Em contrapartida, usam-nos abertamente para a angariação de dividendos políticos. Edis como Augusto Neves, de São Vicente, são conhecidos pela utilização intensa de entretenimento popular nas suas estratégias eleitorais.
Paradoxalmente, os elevados orçamentos dos maiores festivais provocam ondas de indignação; as câmaras são acusadas de esbanjar dinheiro em futilidades, quando existem programas urbanísticos e sociais urgentes que esperam por financiamento.
Quanto ao público, as mesmas vozes acusam-no de manter preocupações estritamente lúdicas; e de sofrer de um deficit vergonhoso de cidadania.
Um exemplo em particular é citado sistematicamente como evidência dos nossos níveis deficientes de consciência cívica: a sociedade do Mindelo, que se associa produtivamente pelo carnaval; mas nunca demonstra a mesma iniciativa cívica na abordagem dos seus inúmeros problemas económicos e sociais.
Este quadro de alienação cívica explicitado pela nossa dependência de festivais é preocupante sim: mas é o produto previsível da nossa História e da nossa atualidade política.
Antes de condenar o povo cabo-verdiano por se deixar comprar politicamente por festivais, tentemos perceber as razões históricas, económicas e culturais que lhe conduzem a este comportamento.

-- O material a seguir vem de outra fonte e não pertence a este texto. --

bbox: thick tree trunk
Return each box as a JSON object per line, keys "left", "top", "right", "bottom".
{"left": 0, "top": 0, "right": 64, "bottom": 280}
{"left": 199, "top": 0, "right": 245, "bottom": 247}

Traduzindo a célebre canção “Dimokrasia”, do conjunto musical Bulimundo: se pensares, falarás; se não falares, gritarás; se não gritares, explodirás.
Válvulas de escape como o festival da Gamboa têm como função fundamental gerir as explosões iminentes de um povo que tem graves motivos, históricos e contemporâneos, para toda a sorte de frustrações políticas e sociais.

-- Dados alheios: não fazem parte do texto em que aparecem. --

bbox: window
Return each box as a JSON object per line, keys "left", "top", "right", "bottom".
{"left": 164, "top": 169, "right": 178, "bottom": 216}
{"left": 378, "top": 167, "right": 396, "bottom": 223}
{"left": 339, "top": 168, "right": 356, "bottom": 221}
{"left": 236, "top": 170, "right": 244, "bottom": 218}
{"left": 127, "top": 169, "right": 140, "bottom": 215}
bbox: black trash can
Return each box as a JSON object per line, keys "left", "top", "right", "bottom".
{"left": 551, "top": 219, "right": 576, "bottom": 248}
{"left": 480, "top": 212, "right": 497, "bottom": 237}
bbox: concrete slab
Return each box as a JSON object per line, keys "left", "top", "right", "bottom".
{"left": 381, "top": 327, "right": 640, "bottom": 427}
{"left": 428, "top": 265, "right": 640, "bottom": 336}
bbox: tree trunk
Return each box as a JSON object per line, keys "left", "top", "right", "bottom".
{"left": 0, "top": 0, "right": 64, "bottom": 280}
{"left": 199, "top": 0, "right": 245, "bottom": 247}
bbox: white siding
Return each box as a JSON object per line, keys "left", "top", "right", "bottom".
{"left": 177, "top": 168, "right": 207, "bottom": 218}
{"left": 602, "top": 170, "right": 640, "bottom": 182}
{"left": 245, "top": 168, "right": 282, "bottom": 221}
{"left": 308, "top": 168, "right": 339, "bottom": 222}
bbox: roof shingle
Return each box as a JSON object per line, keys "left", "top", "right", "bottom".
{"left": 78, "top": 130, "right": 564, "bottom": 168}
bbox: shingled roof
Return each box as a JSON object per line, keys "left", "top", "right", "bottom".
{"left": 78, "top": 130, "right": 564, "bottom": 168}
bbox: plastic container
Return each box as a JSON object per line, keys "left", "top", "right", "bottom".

Quanto à exploração política de festivais pelas edilidades, ela nunca foi mais transparente do que neste último Gamboa, que homenageou os heróis da Independência sob o lema “Pensar para agir e agir para poder pensar melhor”, alusão a uma máxima de Amílcar Cabral.
A recusa do governo do MpD de celebrar com dignidade o cinquentenário da Independência Nacional obriga o PAICV – para quem a narrativa independentista tem utilidade eleitoral – a inventar outros palcos para a sua promoção.
Mas há uma diferença enorme entre o tratamento desta matéria neste festival e, por exemplo, a homenagem à revolução anti-colonial feita pelo Grupo Monte Sossego no Carnaval de 2024.
O Monte Sossego apresentou, com plena legitimidade artística, uma interpretação carnavalesca de uma narrativa marcante da nossa História contemporânea. Já os organizadores da Gamboa limitaram-se a aproveitar a temática independentista para servir, de forma simplista, os seus interesses eleitorais.